Provision for local authority current expenditure on education in 1985–86 is increased by nearly £300 million over previous plans, when allowance is made for the abolition of the national insurance surcharge and the transfer of some funds to the Manpower Services Commission. For universities, additional resources have been provided for the improvement on a selective basis of science equipment in universities, but planned recurrent expenditure is slightly reduced as a consequence of the revised pay assumption.
Why does the Minister behave like Pontius Pilate in blaming local authorities for his own actions? Surely he is calling the tune because he is refusing to pay the piper. Does the right hon. Gentleman not realise that, for instance, in the White Paper there is an 11·3 per cent. cut in revenue for special education provision for those in most need, the disabled and the handicapped, and a dramatic cut in capital expenditure for provision for the under-fives, when only about 40 per cent. of them can participate is such education? Does not the right hon. Gentleman not accept that — [HON. MEMBERS: "Too long."] You would have thought, Mr. Speaker, that as honours have been heaped upon me by my school, unlike other hon. Members, they would listen with some respect. [Interruption.] Conservative Members have raised the subject enough today. Does the right hon. Gentleman not accept that the provisions in the Government's public expenditure White Paper mark an attack on education provision?
The hon. Gentleman is forgetting, first, that there is still a fall in the number of children in schools, secondly, that there is an unallocated margin in addition to that shown for education, part of which will be spent on education; and thirdly, that I announced in my answer to him an increase of £300 million.

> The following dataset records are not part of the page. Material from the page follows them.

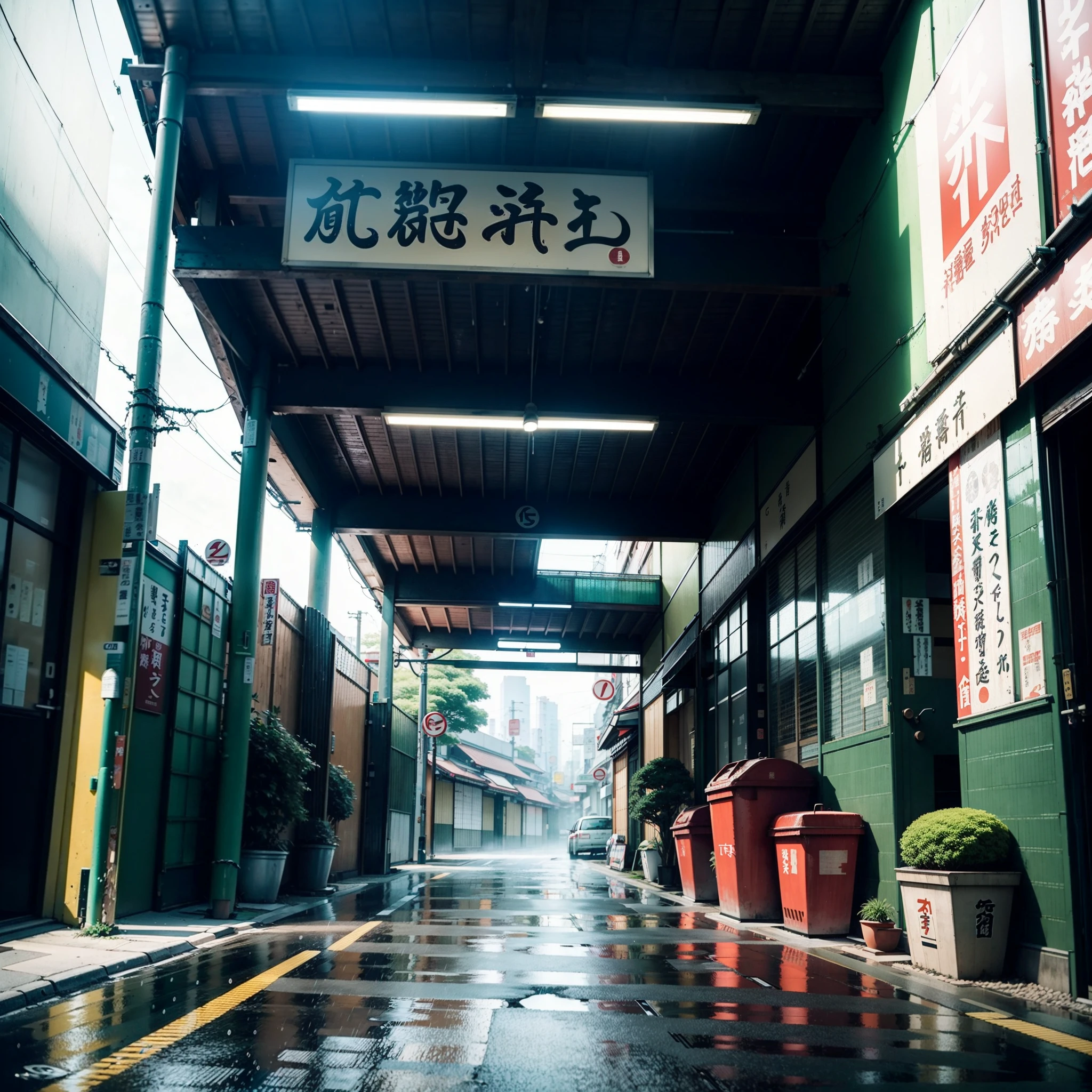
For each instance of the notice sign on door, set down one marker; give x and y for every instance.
(982, 614)
(153, 651)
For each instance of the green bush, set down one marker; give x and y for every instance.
(341, 795)
(277, 791)
(961, 839)
(876, 910)
(659, 791)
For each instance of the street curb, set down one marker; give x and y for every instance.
(74, 980)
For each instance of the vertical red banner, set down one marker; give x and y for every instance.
(959, 589)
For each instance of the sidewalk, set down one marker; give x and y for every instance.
(58, 961)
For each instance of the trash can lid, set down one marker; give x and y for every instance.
(772, 772)
(817, 822)
(694, 820)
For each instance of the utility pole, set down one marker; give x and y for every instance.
(118, 717)
(422, 751)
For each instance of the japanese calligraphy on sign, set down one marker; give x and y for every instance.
(982, 615)
(1067, 39)
(1057, 315)
(153, 647)
(977, 175)
(972, 399)
(429, 216)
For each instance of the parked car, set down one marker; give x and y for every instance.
(590, 836)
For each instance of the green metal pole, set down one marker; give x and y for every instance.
(318, 589)
(168, 132)
(244, 628)
(422, 752)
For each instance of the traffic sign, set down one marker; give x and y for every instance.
(435, 724)
(218, 553)
(603, 689)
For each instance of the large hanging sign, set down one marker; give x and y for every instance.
(425, 216)
(976, 170)
(982, 614)
(1067, 42)
(962, 407)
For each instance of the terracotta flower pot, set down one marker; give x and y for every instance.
(881, 936)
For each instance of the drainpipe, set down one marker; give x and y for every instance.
(244, 628)
(168, 131)
(422, 745)
(318, 589)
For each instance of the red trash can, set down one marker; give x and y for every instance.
(694, 846)
(817, 857)
(744, 799)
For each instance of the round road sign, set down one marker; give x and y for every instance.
(218, 553)
(435, 724)
(603, 689)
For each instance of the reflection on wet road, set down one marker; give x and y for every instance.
(510, 973)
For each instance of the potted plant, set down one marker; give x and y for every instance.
(277, 768)
(650, 860)
(957, 896)
(659, 791)
(316, 841)
(877, 925)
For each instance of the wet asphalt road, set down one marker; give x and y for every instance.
(510, 973)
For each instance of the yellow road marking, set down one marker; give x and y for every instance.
(351, 938)
(1047, 1034)
(170, 1034)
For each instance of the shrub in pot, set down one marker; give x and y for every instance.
(277, 768)
(957, 896)
(877, 925)
(657, 793)
(316, 841)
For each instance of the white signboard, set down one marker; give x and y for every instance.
(976, 170)
(982, 614)
(965, 405)
(794, 496)
(344, 213)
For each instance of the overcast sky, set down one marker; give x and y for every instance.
(199, 479)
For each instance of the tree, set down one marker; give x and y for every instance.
(453, 692)
(659, 791)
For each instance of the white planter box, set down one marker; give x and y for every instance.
(958, 923)
(650, 862)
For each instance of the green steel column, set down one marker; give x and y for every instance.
(168, 132)
(422, 752)
(318, 589)
(244, 629)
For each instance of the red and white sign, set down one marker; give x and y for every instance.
(435, 724)
(1057, 315)
(270, 591)
(218, 553)
(1066, 27)
(603, 689)
(976, 170)
(153, 649)
(982, 613)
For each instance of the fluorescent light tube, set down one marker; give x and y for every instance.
(405, 105)
(516, 424)
(708, 114)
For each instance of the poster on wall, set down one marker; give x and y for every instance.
(982, 614)
(976, 170)
(153, 652)
(1067, 53)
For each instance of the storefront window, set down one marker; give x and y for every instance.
(854, 665)
(793, 639)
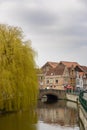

Does my right hon. Friend acknowledge that much of the money that is set aside in the White Paper for education provision will go to secondary school pupils between the age of 11 and 16 who will not take their places at school because they are hard-core truants? Is there not a link between hard-core truancy and teenage crime? Will my right hon. Friend set about discussing with colleagues in the Home Office how that evil can be stamped out?